= United States House Appropriations Select Intelligence Oversight Panel =

The United States House Appropriations Select Intelligence Oversight Panel was a select subcommittee of the House Committee on Appropriations. Established on January 9, 2007 pursuant to , as part of efforts to implement the recommendations of the 9/11 Commission, it was eliminated in the rules adopted by the 112th Congress.

==History==

The 9/11 Commission in the 9/11 Commission Report recommended a reorganization of the U.S. intelligence community, including its budget and appropriations, which are Classified information. Currently, the House Committee on Appropriations and its Defense Appropriations Subcommittee have jurisdiction over intelligence funding, and the House Permanent Select Committee on Intelligence has jurisdiction over authorization of that funding. The 9/11 Commission urged the creation of smaller committees responsible for both authorization and appropriation of intelligence funding, thereby limiting the number of lawmakers involved in the process and improving oversight. So far, the House Appropriations Committee has been reluctant to give up its long-standing prerogatives related to the appropriations process to separate committee. The Defense Subcommittee already has jurisdiction over military intelligence spending, and is reluctant to give up jurisdiction over the entire intelligence budget.

This is further complicated by the classified nature of intelligence funding. Currently, appropriations are authorized through a classified appendix or annex to the annual defense appropriations bill and the specific numbers are not released. The 9/11 Commission urged the public release of the overall funding amounts, while keeping specific agency funding secret. The current administration opposes the release of this information, citing concerns that the release of such information, even on a broad basis, could benefit America’s enemies. However, specific funding for military intelligence budget is already public released, so the commission saw no reason to continue keeping the remainder of the intelligence budget secret. Also, many in Congress are concerns that creating a stand-alone committee responsible for the appropriations while keeping them classified would further complicate the open, public operations of Congress.

==Jurisdiction==

As a compromise, the House developed the select panel as a “hybrid” committee made up of Appropriations committee and intelligence committee members. stipulated that the 13-member panel shall include 10 House Appropriations Committee members, including the Chairmen and Ranking Members of the full committee and the Defense Appropriations Subcommittee. Three members are to come from the Permanent Select Committee on Intelligence. Intelligence committee members who serve on the panel are not members of the full appropriations committee, but are considered as such purposes of the select panel’s activities. The Speaker of the House makes all appointments to the select panel and selects its Chairman and Ranking Member.

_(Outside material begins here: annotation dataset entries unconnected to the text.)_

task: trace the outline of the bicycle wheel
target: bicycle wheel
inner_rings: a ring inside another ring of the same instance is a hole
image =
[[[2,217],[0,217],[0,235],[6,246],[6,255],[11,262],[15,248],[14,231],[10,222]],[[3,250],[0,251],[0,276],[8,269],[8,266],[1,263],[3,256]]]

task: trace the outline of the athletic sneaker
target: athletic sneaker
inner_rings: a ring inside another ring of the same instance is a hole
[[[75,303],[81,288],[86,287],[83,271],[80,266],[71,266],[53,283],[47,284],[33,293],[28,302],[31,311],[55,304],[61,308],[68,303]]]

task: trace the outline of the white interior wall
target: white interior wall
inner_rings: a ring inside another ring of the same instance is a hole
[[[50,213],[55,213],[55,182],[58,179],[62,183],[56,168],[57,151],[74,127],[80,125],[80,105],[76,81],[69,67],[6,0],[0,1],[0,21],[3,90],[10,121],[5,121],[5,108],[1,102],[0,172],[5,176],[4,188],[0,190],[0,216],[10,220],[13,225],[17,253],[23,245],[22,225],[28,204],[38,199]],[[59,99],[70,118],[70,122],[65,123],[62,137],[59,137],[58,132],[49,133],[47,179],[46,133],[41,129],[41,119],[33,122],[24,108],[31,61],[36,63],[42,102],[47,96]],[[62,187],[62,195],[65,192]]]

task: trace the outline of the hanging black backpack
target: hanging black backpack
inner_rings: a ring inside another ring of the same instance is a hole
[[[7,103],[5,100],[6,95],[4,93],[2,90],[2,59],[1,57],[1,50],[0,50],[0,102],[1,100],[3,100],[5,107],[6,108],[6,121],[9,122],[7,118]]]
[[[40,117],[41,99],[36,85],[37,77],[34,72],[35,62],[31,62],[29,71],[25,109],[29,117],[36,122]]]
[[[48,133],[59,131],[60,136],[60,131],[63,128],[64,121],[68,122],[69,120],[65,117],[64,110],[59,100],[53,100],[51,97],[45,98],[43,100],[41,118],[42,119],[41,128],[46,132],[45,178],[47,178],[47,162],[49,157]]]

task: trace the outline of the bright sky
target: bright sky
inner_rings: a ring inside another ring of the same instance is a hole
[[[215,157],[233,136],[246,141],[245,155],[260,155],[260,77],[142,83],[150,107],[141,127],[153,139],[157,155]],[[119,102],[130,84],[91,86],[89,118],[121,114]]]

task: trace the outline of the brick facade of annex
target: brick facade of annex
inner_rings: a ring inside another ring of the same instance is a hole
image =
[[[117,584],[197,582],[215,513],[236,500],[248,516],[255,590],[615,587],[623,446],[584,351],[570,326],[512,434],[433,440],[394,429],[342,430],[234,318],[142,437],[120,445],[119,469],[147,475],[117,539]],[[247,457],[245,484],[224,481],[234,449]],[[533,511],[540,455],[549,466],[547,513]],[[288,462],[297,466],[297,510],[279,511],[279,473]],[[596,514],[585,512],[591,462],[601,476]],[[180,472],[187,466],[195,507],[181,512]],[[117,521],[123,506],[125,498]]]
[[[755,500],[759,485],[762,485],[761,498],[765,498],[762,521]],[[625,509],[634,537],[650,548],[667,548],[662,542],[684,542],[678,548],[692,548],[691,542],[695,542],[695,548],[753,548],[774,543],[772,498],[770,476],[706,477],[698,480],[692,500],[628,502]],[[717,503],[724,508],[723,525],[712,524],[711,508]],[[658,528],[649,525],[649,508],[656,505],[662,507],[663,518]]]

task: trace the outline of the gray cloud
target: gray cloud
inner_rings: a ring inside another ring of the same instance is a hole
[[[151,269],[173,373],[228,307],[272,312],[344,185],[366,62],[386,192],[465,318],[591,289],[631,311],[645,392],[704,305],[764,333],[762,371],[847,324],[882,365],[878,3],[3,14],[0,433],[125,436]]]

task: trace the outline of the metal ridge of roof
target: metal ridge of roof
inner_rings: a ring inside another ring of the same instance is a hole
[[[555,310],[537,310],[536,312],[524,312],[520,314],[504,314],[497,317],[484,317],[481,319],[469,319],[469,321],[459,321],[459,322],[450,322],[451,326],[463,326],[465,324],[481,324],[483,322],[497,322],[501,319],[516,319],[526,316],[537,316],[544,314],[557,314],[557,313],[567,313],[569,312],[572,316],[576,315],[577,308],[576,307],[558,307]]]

The select panel has the same powers as any other Congressional committee or subcommittee of the House. It is able to conduct hearings, receive testimony, or any other duties normally conducted by a committee, except it lacks the ability to issue subpoenas or otherwise require the attendance and testimony of witnesses. Its primary purpose will be to review and study budget requests for intelligence activities, and make recommendations to the committee on appropriations and its subcommittees as appropriate. It will also prepare a report for the Defense Subcommittee containing recommendations on funding, which the Defense Subcommittee would use in developing the classified portion of the Defense appropriations bill.

==Past members, 111th Congress==

| Majority | Minority |
|---|---|
| Rush Holt, Chairman, New Jersey*; Dave Obey, Wisconsin; Norm Dicks, Washington; Silvestre Reyes, Texas*; Nita Lowey, New York; Adam Schiff, California; Steve Israel, New York; Debbie Wasserman Schultz, Florida; | Ken Calvert, Ranking Member, California; Jerry Lewis, California; Bill Young, Florida; Pete Hoekstra, Michigan*; Rodney Frelinghuysen, New Jersey; |

- Denotes members of the select panel appointed from the House Intelligence Committee. These members are not members of the full House Appropriations Committee

==Intelligence Appropriations in the Senate==
The U.S. Senate has no comparable subcommittee or panel on intelligence appropriations. of the 108th Congress called for the creation of a “Senate Appropriations Subcommittee on Intelligence,” but those efforts stalled citing many of the same concerns over competing jurisdictions between the Senate Select Committee on Intelligence and the Senate Appropriations Committee, and the classified nature of the intelligence budget. The Senate is currently considering , the Fiscal Year 2007 Intelligence Authorization Act, which would permit the public release of overall budget amounts for the intelligence funding, but is silent on the creation of a stand-alone intelligence appropriations subcommittee.